Life for working class women for most of the nineteenth and twentieth century left very few options. They could perform domestic work for the wealthy or opt to slave away in their husband's home with a few romantic myths thrown in as compensation. Naturally many women bucked this order and carved out what independence they could within the limits of domestic life. The first wave of feminism and its middle class concentration on votes for women largely ignored the needs of these "sisters". Despite their sexism the radical and labour movements at least afforded a larger role for those women able to fight their way through to demand access to birth control and equality in all walks of life.
Some women however forswore the political path and simply chose to live as men. Many were motivated by their own lesbianism and the popular belief that women who were attracted to other women were by nature more "manly". Havelock Ellis and others gave this theory an academic spin through their "inversion theories." Women such as Ellen Tramayne and Eugenia Falleini lived out lives as men until committing crimes which saw them outed. There is plenty of reason to believe that other women successfully lived as men and husbands until their deaths.
One such case is that of Marion (nee "Bill") Edwards. Whilst Marion/Bill's sexuality was never clearly alluded to in the few interviews she/he granted during her/his life it is true that despite a few brief hiccups she lived out most of her life successfully as a man. Certainly Edwards enjoyed the kind of life available to few working class people, male or female. If nothing else, her rebel life exposed Victorian notions of innate gender roles as the lies they were.
Born in Wales during 1881 Edwards migrated with her family to Victoria four years later.
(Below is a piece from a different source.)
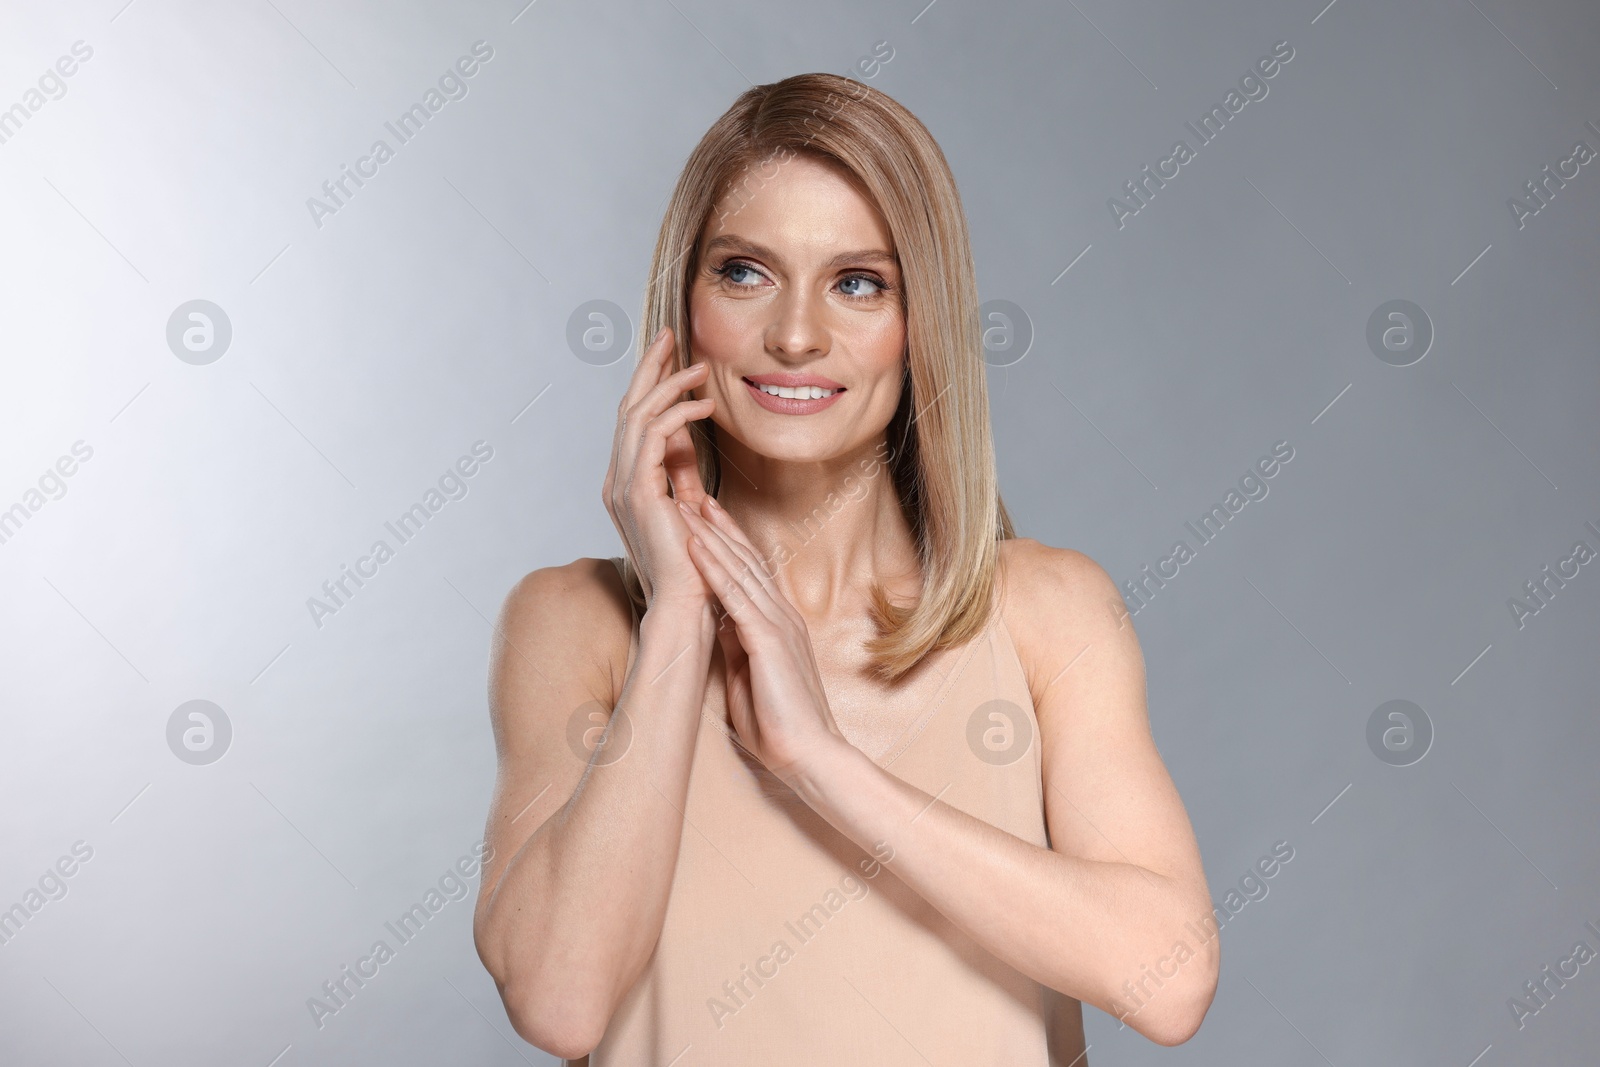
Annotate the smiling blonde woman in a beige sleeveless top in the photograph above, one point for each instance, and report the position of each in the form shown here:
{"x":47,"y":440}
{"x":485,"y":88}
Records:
{"x":879,"y":786}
She attended a Geelong school and at the age of 12 was bonded as a domestic worker to a local farmer's wife. Although the exact age at which she began to experiment with her gender varies in her interviews it is clear that she rapidly bored of this life and rejected the usual "escape" option of marriage to a local lad.
Having rejected all that was due to her, thanks to gender and class, Marion Edwards decided at the age of 16 to head for the bush. She acquired a horse and some men's clothes and transforming herself into Bill headed off for the Riverina area working on a variety of stations. Life was tough and the pressure to maintain his/her new role was intense. Edwards however warmed to the life and spent the next few years working as a station hand and shearer throughout three states.
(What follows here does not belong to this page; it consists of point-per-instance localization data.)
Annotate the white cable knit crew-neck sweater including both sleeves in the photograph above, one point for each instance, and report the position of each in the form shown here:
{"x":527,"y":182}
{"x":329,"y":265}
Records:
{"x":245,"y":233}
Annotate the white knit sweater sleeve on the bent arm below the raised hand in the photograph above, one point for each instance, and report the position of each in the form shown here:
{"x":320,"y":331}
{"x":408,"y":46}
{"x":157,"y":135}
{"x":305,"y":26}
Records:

After three years Edwards became tired of the rigours of bush life and headed for the city working as a storeman, a French-polisher, horse dealer and bar man before heading bush again to work in remote Queensland sorting wool. 1904 saw a drift back to Melbourne where more bar work eventually led Edwards into the lucrative racing game training and owning ponies. Horse racing seemed to attract women like Edwards as in 1975 another gender rebel Bill Smith was found to be a woman upon her death. Smith was an established identity on the North Queensland racing scene working as a jockey and winning the St. Leger Quest in 1902, Jockey Club Derby in 1903 and the Victoria Oaks in 1909-10.
Edwards dealings with the racing scene saw him charged with a major crime. Whilst on bail he skipped out to Queensland where he eluded the law for a further two years. This period saw the occasional person out him as the added pressure led to an occasional slip in role.
The excitement was interrupted however when an old associate led the Queensland police to Edwards' door. Arrest and deportation to Victoria saw Bill forced by the law back into life as Marion. The trial did not last long however and saw a speedy acquittal. In no time Bill had returned despite continued police attempts to make him remain a woman.
Due to the time periods (1908 and 1956) it is unsurprising that sexuality was skirted around in the few interviews that Edwards gave during his/her lifetime. From what was said however we know that she/he achieved intimacy with both men and women. Whether these encounters were specifically sexual is unclear. Unlike other women of her time who lived as men she certainly she never settled down with a partner of either sex and was clearly cynical about romance in general.
Post trial life saw further travels and adventures. Initially capitalising on the trial publicity Bill joined a sideshow travelling the country as a "she-male" attraction. There was talk of writing a book which sadly never appeared. After the sideshow Edwards disappeared for a spell in an attempt to restore some anonymity. Secrecy restored he ran a S-P bookie business and hotel in North Melbourne for a number of years and later boasted of "handling the roughnecks" himself. Edwards also made several world trips as a man and re-entered the horse dealing business delivering horses personally to India. In later life Bill worked as a clerk before retiring to a house in Roden Street, West Melbourne. He was known as a constant visitor to the local pubs. Bill's original gender was by this time a well known fact in the area. Yet, as a neighbour Mrs Golea related it, no one had much of a problem with this, proving that inner city working class communities of the 1950s were far less bigoted than is widely believed.
In 1955 Bill entered the Mount Royal Home for the Aged and Infirm and was forced until death to live as Marion. In 1956 she was buried in Fawkner cemetery only escaping a pauper's grave through the charity of the Golea family. Despite her grave stone bearing the name "Marion" it is as Bill that we remember her.